A Renzi si rimproverano molte cose, ma, ad avviso di chi scrive, la vera carenza che gli può essere imputata è quella di non aver svolto un ruolo come segretario del partito e di non avere sollecitato l’attenzione dei vicesegretari sul fatto che il mancato chiarimento interno sta facendo del partito un ircocervo, corroso da liti che non di rado fanno la figura degli strilli nel vicolo. Le critiche si appuntano specialmente sul fatto che la carica pubblica di Presidente del consiglio sia cumulata da Renzi con quella privata di Segretario del partito.
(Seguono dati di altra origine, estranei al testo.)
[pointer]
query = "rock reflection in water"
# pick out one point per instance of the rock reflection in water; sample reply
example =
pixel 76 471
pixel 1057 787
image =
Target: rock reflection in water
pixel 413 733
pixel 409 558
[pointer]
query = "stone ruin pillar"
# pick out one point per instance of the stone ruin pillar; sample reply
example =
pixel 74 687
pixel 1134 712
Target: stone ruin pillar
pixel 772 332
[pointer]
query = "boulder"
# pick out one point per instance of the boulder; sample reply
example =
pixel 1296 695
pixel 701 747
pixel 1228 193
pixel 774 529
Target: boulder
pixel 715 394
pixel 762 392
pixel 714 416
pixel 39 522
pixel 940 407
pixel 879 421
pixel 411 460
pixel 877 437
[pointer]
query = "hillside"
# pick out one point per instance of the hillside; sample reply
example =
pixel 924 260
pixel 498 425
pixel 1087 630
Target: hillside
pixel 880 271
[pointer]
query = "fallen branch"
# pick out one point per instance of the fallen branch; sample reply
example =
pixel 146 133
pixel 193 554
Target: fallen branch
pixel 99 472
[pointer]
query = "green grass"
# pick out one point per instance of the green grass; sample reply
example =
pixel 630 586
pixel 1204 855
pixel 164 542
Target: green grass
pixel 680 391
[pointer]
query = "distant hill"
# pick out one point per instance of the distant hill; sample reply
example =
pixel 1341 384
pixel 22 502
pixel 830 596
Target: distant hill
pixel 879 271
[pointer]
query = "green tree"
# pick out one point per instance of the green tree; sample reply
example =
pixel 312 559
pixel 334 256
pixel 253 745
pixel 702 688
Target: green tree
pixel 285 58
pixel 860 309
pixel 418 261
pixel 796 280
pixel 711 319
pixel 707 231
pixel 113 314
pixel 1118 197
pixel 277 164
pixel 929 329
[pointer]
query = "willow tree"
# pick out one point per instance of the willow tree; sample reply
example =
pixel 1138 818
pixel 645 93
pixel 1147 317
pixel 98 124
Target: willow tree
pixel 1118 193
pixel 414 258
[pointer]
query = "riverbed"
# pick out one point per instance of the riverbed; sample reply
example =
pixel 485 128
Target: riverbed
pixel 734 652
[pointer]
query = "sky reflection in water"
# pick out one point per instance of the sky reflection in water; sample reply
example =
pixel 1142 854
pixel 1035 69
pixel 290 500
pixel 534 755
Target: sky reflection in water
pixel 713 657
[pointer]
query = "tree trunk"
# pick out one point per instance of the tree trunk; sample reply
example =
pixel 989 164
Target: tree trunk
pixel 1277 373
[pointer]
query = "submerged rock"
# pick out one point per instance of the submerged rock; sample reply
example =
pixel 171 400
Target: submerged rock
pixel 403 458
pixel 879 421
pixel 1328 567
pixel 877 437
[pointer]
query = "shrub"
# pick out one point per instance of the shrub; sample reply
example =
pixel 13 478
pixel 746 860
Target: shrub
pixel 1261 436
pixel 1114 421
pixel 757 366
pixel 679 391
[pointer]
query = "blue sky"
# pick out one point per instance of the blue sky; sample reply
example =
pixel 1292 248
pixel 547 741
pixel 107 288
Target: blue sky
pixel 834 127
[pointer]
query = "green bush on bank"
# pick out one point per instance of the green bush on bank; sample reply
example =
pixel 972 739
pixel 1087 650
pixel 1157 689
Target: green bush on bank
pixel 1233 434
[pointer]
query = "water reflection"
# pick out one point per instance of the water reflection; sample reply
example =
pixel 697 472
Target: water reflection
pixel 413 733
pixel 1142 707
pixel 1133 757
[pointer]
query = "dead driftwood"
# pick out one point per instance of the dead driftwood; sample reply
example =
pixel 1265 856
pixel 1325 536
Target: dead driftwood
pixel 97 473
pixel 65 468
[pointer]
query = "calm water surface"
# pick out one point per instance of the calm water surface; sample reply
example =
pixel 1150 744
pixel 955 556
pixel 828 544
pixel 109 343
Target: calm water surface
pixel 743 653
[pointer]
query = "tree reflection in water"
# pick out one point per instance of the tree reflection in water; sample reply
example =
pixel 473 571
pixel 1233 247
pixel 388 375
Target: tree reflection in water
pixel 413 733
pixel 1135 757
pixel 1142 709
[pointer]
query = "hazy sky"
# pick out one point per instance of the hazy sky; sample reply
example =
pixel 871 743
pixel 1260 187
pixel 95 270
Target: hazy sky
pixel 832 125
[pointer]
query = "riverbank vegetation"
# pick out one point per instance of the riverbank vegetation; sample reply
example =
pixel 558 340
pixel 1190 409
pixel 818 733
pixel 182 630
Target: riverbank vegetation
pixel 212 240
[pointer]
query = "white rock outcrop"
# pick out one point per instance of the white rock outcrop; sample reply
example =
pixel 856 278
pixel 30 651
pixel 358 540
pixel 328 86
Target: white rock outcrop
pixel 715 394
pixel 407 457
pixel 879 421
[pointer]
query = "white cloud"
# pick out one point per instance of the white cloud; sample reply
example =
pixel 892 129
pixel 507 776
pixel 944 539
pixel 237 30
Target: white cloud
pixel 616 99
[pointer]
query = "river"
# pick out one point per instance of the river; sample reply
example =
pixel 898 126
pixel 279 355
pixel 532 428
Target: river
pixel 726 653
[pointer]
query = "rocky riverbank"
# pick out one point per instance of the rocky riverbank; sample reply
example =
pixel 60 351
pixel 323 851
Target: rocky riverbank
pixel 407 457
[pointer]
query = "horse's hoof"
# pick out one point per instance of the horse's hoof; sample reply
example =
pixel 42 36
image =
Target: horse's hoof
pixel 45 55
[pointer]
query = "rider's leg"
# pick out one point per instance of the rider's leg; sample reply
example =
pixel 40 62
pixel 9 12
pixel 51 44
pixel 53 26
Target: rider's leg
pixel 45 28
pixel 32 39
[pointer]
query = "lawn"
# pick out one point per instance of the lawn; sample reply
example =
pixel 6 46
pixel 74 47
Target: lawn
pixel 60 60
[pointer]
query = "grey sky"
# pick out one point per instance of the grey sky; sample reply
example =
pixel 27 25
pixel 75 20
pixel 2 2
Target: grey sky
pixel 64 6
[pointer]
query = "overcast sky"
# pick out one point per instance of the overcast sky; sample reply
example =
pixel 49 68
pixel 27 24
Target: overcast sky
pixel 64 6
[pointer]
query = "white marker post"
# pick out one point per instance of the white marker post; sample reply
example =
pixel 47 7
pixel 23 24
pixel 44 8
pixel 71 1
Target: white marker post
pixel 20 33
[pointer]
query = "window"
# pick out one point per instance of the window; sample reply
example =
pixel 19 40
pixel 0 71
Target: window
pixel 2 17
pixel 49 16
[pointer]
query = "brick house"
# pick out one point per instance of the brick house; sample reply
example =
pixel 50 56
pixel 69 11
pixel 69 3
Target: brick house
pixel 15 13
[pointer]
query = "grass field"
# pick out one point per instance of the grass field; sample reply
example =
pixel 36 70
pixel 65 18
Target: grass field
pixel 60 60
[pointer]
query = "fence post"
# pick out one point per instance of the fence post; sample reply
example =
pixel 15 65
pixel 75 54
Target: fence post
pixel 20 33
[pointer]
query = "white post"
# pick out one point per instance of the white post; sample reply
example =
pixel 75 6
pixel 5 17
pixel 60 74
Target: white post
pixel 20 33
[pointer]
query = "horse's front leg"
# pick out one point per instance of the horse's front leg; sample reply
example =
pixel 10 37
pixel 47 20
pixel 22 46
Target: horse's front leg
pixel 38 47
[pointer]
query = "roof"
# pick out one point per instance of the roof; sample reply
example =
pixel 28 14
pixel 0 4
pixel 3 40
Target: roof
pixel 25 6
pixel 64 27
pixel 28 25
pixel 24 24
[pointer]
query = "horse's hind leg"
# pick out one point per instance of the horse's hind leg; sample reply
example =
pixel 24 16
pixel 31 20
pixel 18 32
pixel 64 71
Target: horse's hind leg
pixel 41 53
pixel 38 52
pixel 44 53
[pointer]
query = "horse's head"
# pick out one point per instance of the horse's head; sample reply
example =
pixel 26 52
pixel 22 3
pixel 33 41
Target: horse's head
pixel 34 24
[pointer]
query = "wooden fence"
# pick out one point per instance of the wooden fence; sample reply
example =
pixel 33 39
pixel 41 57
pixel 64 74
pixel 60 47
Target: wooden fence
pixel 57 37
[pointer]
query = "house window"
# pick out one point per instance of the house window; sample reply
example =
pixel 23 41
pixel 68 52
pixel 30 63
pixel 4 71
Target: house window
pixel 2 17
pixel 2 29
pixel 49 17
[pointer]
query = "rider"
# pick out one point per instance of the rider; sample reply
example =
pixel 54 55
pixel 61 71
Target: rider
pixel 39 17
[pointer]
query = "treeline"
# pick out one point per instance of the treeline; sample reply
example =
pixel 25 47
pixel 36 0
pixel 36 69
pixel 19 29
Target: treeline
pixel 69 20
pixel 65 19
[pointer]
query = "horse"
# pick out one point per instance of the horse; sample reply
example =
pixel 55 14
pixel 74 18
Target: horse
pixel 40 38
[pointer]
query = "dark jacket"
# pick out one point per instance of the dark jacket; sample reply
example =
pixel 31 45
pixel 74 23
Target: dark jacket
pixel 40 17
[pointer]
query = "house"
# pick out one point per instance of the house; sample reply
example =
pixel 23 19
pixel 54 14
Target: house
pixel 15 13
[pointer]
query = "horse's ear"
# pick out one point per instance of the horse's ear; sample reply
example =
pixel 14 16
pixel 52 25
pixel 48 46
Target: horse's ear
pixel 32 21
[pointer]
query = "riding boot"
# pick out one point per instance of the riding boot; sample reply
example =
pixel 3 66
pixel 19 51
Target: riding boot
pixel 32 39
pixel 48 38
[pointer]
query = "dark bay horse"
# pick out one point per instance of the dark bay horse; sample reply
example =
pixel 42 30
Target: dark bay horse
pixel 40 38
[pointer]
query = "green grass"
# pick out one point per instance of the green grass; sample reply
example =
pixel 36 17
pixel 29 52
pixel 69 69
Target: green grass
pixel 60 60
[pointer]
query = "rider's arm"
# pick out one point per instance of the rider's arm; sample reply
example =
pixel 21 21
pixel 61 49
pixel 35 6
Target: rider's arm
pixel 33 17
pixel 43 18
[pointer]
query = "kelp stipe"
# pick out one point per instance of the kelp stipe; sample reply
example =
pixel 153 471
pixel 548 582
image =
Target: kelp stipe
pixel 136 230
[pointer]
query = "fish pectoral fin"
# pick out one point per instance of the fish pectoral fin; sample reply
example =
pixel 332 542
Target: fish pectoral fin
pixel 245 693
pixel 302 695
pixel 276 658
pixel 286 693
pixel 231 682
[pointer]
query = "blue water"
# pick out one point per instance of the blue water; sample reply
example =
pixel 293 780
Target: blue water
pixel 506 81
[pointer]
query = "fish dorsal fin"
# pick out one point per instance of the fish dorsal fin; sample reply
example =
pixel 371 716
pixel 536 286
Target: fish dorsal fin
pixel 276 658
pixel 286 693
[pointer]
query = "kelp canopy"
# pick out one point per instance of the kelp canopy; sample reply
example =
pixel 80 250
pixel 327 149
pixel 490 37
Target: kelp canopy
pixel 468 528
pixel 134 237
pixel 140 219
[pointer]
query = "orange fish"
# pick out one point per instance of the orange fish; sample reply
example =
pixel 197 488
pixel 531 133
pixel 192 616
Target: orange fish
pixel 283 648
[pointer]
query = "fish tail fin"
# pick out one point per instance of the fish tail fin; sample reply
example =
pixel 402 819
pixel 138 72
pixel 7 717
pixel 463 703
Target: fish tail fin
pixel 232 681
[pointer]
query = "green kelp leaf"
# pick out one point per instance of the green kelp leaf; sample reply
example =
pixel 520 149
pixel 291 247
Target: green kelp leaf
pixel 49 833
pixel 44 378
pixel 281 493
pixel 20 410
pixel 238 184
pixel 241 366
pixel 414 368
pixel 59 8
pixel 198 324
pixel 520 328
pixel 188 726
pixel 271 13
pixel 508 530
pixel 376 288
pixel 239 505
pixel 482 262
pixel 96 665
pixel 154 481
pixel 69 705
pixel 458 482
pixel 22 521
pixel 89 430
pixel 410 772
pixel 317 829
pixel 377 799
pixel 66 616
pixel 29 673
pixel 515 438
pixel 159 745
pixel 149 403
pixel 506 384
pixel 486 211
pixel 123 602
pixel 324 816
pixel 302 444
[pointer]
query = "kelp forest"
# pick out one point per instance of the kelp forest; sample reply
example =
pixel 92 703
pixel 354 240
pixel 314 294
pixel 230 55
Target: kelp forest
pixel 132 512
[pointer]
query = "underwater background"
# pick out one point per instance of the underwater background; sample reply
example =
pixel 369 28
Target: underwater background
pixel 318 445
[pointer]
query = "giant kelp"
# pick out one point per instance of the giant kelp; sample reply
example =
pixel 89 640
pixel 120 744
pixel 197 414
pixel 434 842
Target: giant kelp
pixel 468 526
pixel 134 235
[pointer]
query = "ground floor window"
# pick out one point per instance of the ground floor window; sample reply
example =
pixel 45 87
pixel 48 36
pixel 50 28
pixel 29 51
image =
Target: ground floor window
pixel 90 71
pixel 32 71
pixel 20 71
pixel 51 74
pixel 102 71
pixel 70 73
Ma al riguardo si può osservare che, nel particolare contesto della situazione attuale e per il genere di problemi che popolano la presente scena politica, il cumulo dei due incarichi potrebbe apparire viceversa quasi un fatto positivo.

 

Emerge infine sporadicamente la proposta di un congresso: in sé non è certamente un’idea sbagliata, ma potrebbe rivelarsi un errore se un aperto confronto non fosse preceduto da un ampio dibattito preparatorio, aperto ai più ampi contributi, interni ed esterni, organizzati da un comitato ad hoc e destinati ad avere un ruolo anche all’interno dei lavori. Sul PD grava infatti ormai la responsabilità dell’intera sinistra, stante il processo di decantazione venuto in essere negli ultimi anni e grava il peso dl compimento di un passo avanti che il paese attende ormai da troppo tempo.